In my family growing up, my mother would always appear to "follow the recipe," but I discovered that in actuality, she made many improvements to the recipe. We all call that "mothering" the recipe. She bakes bread as well but mostly she bakes the same kind - why change a winning recipe?
I will report here any "mothering" that I do to recipes that I find and I'll share the recipes I've found and use with you. I'm not an invent-your-own-recipe baker - one of my daughters says that baking is a science; cooking is an art. I am much more of an artist than a scientist, so I generally follow the scientific approach (the recipe) to bake bread.

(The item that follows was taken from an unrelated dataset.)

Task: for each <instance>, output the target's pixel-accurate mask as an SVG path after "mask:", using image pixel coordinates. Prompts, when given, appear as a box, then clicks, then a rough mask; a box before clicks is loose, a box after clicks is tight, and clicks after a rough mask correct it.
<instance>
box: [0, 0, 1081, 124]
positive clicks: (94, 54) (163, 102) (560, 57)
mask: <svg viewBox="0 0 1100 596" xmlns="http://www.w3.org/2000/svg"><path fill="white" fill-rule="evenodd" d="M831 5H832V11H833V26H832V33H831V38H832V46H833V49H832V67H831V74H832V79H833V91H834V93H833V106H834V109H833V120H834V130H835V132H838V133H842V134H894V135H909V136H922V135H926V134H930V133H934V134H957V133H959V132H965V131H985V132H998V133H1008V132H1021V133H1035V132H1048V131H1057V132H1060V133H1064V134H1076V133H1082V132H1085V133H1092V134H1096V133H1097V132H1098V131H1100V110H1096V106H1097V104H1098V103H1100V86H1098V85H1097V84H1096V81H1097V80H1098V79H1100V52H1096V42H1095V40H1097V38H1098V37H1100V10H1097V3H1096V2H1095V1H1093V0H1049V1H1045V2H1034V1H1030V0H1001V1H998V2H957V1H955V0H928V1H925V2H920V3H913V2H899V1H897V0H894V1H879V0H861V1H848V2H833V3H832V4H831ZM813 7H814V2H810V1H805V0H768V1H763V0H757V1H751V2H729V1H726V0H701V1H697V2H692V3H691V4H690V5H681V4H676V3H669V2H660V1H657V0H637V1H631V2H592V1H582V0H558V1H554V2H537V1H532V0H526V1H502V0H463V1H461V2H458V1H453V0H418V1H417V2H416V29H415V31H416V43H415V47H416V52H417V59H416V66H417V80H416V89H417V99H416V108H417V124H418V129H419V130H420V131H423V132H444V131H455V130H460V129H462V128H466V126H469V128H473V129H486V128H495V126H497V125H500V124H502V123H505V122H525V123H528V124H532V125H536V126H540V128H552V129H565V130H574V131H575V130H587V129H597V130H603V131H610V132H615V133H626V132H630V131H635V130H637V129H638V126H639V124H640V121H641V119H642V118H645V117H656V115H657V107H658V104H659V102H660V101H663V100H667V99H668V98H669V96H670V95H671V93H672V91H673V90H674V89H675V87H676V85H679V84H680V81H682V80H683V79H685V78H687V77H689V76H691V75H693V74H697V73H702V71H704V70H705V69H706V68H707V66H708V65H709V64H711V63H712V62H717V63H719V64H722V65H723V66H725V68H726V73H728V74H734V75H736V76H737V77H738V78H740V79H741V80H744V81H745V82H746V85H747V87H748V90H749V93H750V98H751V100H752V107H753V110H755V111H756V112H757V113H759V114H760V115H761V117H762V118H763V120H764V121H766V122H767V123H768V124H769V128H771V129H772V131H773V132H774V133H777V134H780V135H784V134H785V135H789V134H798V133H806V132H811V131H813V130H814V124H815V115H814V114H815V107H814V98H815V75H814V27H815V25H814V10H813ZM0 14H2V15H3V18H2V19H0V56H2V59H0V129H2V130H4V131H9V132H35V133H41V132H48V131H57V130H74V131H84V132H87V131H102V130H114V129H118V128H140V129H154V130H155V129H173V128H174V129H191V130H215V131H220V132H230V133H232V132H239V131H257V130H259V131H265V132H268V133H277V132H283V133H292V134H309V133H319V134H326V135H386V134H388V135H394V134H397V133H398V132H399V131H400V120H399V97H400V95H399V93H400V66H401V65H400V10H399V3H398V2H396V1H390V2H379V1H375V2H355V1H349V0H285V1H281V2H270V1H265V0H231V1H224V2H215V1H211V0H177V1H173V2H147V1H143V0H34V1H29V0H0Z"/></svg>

I visited my daughter's family in Virginia for Thanksgiving where my grandson Dylan and I baked Buttermilk Oatmeal Bread. We found the recipe here.
Ingredients (varied from the original recipe as indicated below with blue type):
2 cups water
1 cup regular oatmeal
2 T butter
1/2 tsp white sugar
1 pkg active dry yeast
1 cup buttermilk
1 T salt
1/4 cup brown sugar
5 - 6 cups bread flour
Put 1/2 cup of warm water into a small bowl that has been warmed by filling it with warm water and then pouring the water out and drying the bowl. Stir in 1/2 tsp of white sugar and the yeast. Allow to proof for about 10 minutes. The mixture looks like this as it proofs:
Put 1 1/2 cups of water and the oatmeal in a saucepan and bring to a boil over medium heat. (This allows the oatmeal to get really tender and makes the pan much easier to wash than if you bring the water to a boil and then add the oatmeal.) When oatmeal thickens, remove from heat, stir in butter and pour into your mixing bowl.